SMNR: Feminist Theory & Its Legal Application

Course Information

Registration Information

Meeting Times

Day Time Location
MON 3:30 - 5:20 pm TNH 3.115

Evaluation Method

Type Date Time Location
Paper

Description

This course is organized as a demonstration of the vitality and importance of feminist work--work that is devoted to improving the welfare of girls and women through instrumental engagement with the quality and status of their lives. Most of the topics within feminism's sphere with which the course will engage are in the direct line of law, public policy, and the legal profession's practices and norms, since those are the aspects that law students train to advance. And the writings that we will read and discuss together are powerfully aimed at making transformative contributions, though it is a mark of the current state of feminism that those who are in it and of it, even when they share significant goals, often stand in fundamental disagreement with each other on how to get things done. One of the legacies of "feminism" is, therefore, feminisms.

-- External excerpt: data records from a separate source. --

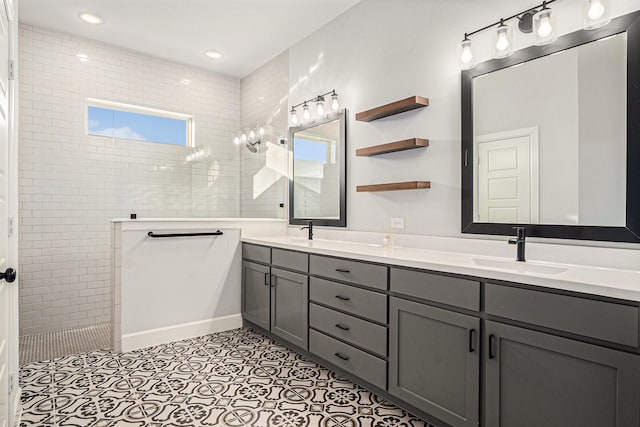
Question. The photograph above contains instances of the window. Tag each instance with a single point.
(124, 121)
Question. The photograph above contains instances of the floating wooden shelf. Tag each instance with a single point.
(394, 108)
(394, 186)
(407, 144)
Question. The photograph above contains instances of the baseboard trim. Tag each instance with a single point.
(183, 331)
(17, 405)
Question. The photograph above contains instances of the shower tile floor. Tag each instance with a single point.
(49, 345)
(234, 378)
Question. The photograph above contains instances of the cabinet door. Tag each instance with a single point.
(536, 379)
(255, 293)
(289, 306)
(434, 362)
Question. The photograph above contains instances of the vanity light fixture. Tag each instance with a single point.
(306, 115)
(544, 26)
(539, 20)
(91, 18)
(252, 137)
(596, 14)
(502, 41)
(320, 106)
(335, 105)
(465, 50)
(320, 110)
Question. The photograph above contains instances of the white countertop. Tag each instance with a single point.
(607, 282)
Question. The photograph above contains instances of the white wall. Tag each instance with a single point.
(603, 143)
(381, 51)
(71, 185)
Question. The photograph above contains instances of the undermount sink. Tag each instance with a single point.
(520, 267)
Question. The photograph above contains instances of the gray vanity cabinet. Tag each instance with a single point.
(289, 306)
(256, 293)
(537, 379)
(434, 361)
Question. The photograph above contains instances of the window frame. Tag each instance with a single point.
(131, 108)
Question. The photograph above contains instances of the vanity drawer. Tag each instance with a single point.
(453, 291)
(361, 273)
(292, 260)
(370, 368)
(596, 319)
(356, 331)
(360, 302)
(256, 253)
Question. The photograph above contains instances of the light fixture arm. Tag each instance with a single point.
(314, 99)
(518, 15)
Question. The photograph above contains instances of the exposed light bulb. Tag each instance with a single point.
(502, 42)
(596, 10)
(466, 57)
(335, 106)
(320, 108)
(306, 115)
(465, 50)
(545, 29)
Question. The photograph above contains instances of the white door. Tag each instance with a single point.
(507, 177)
(6, 336)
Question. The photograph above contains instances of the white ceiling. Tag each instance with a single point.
(248, 32)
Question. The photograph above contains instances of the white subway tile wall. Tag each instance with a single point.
(71, 185)
(264, 99)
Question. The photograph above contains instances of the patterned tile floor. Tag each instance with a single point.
(235, 378)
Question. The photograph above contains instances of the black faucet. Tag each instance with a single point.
(310, 227)
(520, 241)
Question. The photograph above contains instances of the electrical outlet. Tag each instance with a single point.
(397, 222)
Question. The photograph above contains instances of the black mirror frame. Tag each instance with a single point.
(342, 221)
(629, 233)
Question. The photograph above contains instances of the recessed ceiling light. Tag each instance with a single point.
(213, 54)
(91, 18)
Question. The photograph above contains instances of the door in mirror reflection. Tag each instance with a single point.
(507, 183)
(574, 172)
(317, 185)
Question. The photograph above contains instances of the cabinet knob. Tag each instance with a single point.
(492, 353)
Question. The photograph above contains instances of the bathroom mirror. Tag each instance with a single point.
(317, 186)
(550, 135)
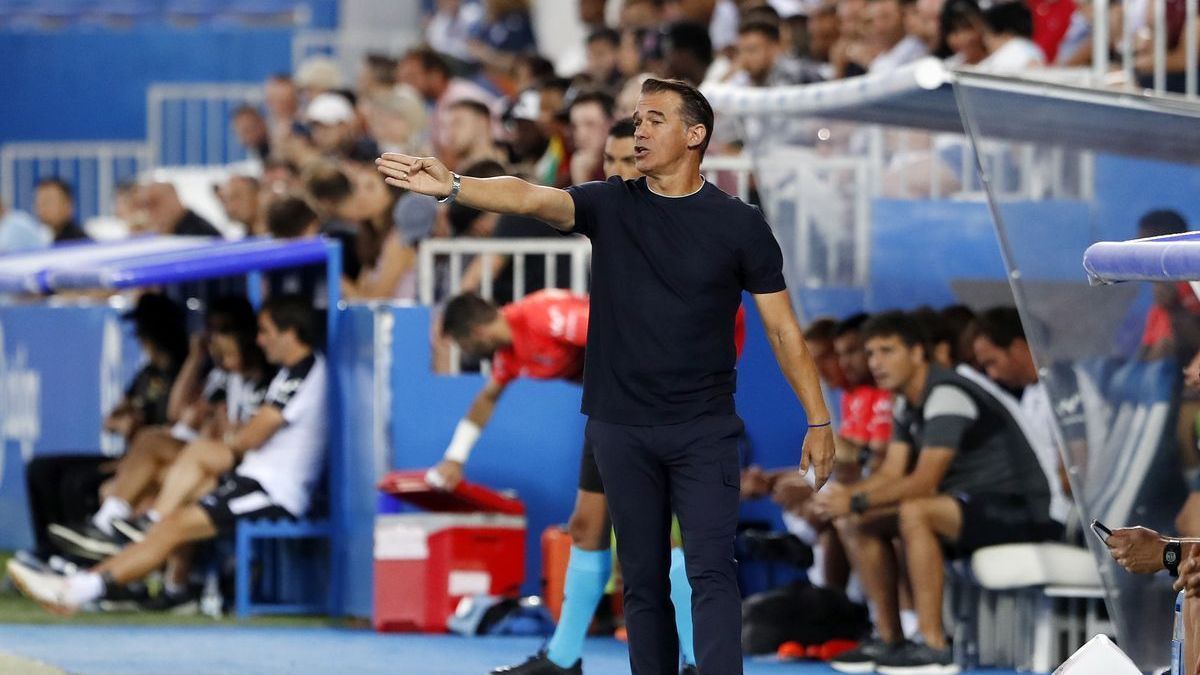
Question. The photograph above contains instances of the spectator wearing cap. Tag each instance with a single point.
(469, 133)
(316, 76)
(591, 115)
(333, 124)
(397, 120)
(21, 232)
(252, 132)
(426, 71)
(451, 25)
(161, 210)
(887, 36)
(54, 204)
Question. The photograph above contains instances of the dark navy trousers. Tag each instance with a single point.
(690, 470)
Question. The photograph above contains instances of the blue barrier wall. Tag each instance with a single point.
(90, 84)
(53, 393)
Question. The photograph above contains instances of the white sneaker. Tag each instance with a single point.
(47, 590)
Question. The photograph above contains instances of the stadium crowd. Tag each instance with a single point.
(947, 437)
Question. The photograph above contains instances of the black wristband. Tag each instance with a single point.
(1173, 553)
(858, 503)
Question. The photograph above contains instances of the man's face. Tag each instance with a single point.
(852, 358)
(618, 159)
(660, 136)
(589, 127)
(250, 130)
(52, 205)
(239, 198)
(1007, 366)
(330, 138)
(893, 363)
(756, 54)
(463, 127)
(885, 23)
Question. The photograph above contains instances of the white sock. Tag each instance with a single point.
(112, 508)
(909, 623)
(84, 587)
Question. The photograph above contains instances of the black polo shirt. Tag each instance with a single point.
(667, 275)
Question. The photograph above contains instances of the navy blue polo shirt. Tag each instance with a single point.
(667, 275)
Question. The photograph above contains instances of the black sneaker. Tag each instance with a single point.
(918, 659)
(865, 656)
(135, 530)
(85, 541)
(540, 664)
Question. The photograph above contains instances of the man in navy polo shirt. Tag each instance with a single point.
(671, 257)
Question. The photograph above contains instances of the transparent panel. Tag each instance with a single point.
(1111, 366)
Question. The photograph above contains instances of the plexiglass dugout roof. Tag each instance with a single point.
(149, 261)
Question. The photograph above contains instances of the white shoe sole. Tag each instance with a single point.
(868, 667)
(22, 578)
(931, 669)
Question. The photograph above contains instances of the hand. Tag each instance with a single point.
(425, 175)
(1137, 549)
(791, 491)
(833, 501)
(817, 454)
(755, 483)
(450, 473)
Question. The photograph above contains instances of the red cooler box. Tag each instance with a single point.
(468, 542)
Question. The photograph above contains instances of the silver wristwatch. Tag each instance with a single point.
(455, 186)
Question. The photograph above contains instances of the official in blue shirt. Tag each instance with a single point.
(671, 257)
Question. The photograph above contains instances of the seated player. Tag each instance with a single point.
(282, 452)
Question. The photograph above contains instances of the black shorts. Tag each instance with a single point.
(990, 520)
(239, 497)
(589, 473)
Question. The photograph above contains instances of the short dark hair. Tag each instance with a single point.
(288, 217)
(292, 312)
(766, 29)
(1009, 17)
(693, 105)
(477, 107)
(897, 324)
(327, 183)
(821, 329)
(622, 129)
(691, 37)
(58, 184)
(851, 324)
(598, 97)
(465, 312)
(1001, 326)
(1162, 222)
(246, 109)
(605, 34)
(430, 60)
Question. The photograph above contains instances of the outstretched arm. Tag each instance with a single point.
(502, 195)
(448, 473)
(787, 341)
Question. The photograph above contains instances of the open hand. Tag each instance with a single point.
(425, 175)
(817, 454)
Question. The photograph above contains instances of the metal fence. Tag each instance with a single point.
(93, 168)
(191, 124)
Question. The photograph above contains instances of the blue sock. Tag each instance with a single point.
(681, 597)
(587, 573)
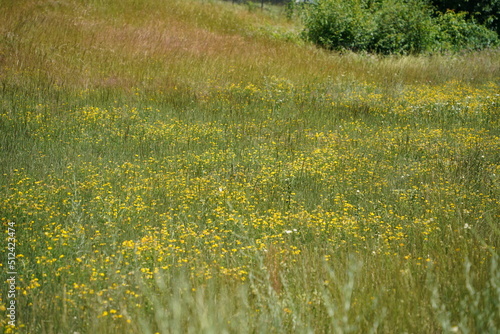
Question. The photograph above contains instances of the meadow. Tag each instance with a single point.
(195, 167)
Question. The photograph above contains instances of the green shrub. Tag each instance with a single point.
(392, 26)
(402, 27)
(339, 25)
(456, 33)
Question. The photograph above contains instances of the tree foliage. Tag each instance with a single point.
(393, 26)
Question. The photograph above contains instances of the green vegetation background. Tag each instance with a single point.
(195, 166)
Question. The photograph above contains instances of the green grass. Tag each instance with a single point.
(190, 166)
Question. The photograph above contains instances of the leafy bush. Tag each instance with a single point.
(402, 27)
(456, 33)
(392, 26)
(339, 25)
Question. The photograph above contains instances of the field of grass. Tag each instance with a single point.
(185, 166)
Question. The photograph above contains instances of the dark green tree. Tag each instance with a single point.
(485, 12)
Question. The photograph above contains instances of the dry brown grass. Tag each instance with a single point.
(155, 45)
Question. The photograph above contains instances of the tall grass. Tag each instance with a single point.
(188, 166)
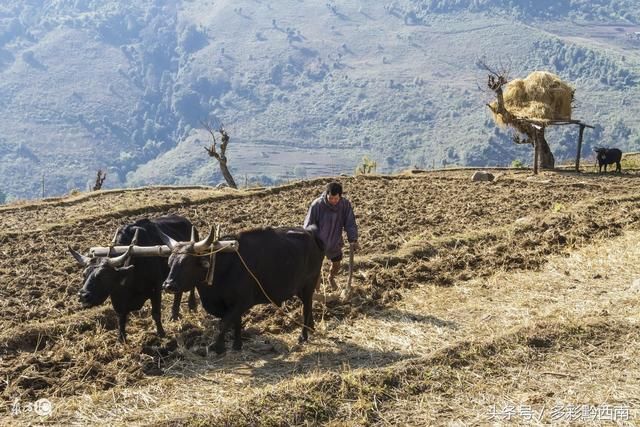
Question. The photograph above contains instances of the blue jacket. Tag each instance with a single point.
(331, 220)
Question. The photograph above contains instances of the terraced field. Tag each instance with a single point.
(511, 301)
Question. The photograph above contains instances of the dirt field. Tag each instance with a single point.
(513, 301)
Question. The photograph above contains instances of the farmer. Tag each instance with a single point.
(332, 213)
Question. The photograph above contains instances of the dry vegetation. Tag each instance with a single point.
(470, 297)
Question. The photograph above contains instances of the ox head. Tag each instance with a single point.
(102, 275)
(188, 262)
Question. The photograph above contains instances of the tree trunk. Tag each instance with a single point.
(227, 175)
(547, 161)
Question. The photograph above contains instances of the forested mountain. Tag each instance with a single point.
(303, 87)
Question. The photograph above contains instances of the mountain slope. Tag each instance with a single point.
(124, 88)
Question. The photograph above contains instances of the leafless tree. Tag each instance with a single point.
(99, 180)
(532, 133)
(220, 156)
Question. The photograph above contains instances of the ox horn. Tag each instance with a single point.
(119, 260)
(82, 260)
(134, 242)
(204, 244)
(167, 240)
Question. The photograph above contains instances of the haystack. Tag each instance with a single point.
(541, 96)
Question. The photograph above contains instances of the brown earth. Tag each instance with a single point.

That alone will give us plenty to explore, as we set about developing generous, careful, critical and, where relevant, comparative appraisals of this compellingly interesting work. The topics we will consider are divided into three broad areas of inquiry. The first is focused on aspects of feminist method: claims about structural inequality; about constraints on personal autonomy; narrative as method; and the anti-essentialism and anti-rights/courts/justice critique. The second broad area we will take up is devoted to issues involving physical autonomy--these being a sampling that is likely to include sports and its funding; the regulation of egg donation and gestational surrogacy; campus sexual violence and rape; stalking; female genital alteration; and international sex trafficking. The third area will involve a focus on gender equality, with particular attention to problems that impede the professional advancement of women lawyers. This is a writing seminar. Students will write a supervised research paper, in lieu of an exam. This course may qualify for fulfillment of the upper-level writing seminar requirement, but need not, if a student has already satisfied the requirement through another 397s course. There are no prerequisites for this course.